Director Katherine McLennan shapes the cast including Connor Hopper, Pete Hudson, Andrea Marantz, Josh Marantz, Cheryl Moore, Carol Stephens and Jack Szabo.

The performers are part of the Manitoba group, Shoestring Players, composed of drama educators and acting students who’ve been performing for over 50 years in rural and urban venues. Their name stems from the miniscule budget the group had to work with from the start.

Examining the subject of illegitimate war children conceived by Canadian servicemen and single women in Europe, Closurefollows a veteran who discovers at 80 years old that he fathered a son in the UK. Causing much confusion on both continents when the son, a grown man with his own children and grandchildren, decides to make contact with his lost father, the story unfolds with dramatic results.

It’s unknown how many Canadian children were born during 1939 and 1946 to unwed mothers during and after the war, but it is estimated to be near 25,000. They often remained in the UK not knowing their fathers and being maligned by a society that was prejudiced against single motherhood.

Famous musician, Erik Clapton, was one of those lost war children.

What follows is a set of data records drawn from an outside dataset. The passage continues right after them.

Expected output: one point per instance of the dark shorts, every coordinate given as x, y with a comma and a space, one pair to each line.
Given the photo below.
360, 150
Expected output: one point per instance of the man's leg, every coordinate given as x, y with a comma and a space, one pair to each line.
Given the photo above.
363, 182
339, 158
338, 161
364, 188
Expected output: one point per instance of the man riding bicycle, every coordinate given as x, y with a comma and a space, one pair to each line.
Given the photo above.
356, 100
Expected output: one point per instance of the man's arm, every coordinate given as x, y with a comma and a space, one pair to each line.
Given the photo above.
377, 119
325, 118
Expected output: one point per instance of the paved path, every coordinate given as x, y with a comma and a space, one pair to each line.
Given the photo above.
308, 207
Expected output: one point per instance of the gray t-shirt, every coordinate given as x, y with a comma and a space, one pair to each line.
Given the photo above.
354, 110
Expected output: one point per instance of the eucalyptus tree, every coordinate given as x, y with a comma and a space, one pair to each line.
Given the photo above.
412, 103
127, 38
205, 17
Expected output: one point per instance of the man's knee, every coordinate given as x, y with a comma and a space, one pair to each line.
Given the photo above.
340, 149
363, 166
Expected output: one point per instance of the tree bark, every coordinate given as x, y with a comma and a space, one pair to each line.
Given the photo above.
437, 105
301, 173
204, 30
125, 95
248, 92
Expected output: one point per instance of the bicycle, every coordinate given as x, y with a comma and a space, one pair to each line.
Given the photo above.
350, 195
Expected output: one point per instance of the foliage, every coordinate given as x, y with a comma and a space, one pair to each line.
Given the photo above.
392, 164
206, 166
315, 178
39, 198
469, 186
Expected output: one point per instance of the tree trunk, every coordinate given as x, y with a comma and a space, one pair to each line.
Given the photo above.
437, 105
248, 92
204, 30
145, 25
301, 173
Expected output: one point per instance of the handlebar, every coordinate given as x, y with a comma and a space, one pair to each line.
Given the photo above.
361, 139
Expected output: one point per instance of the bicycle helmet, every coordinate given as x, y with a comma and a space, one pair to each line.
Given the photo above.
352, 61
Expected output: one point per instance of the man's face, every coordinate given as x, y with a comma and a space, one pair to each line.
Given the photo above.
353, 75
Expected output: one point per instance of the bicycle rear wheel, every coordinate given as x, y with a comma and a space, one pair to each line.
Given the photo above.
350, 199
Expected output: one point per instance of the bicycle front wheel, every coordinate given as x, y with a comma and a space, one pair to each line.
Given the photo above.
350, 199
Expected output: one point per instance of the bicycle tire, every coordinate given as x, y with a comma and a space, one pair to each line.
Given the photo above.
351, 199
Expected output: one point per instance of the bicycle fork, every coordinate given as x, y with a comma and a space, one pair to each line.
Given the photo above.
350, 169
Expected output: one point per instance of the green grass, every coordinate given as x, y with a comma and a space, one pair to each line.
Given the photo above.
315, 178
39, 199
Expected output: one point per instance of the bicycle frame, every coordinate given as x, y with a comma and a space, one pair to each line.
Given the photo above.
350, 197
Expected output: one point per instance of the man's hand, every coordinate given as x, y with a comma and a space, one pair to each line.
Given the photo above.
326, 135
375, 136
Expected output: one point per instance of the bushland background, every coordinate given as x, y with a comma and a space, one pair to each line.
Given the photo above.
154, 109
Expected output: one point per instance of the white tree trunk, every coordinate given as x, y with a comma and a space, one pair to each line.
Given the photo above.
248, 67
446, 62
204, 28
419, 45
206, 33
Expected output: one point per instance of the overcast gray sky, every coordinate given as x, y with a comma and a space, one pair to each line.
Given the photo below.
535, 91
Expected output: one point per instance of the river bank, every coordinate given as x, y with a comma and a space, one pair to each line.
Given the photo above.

Blicq knows only too well the time and sentiment of the era. He was a navigator in a Mosquito bomber during the Second World War with the Royal Canadian Air Force and he also took part in a mass evacuation of children from the UK during the war. Blicq was originally from Guernsey, a Channel island off the English coast before moving to Winnipeg and having children of his own that live in Gimli.

“How Closureis finally achieved makes this a gripping drama of four generations and how the youngest can bring out the best in the oldest,” concluded Blicq.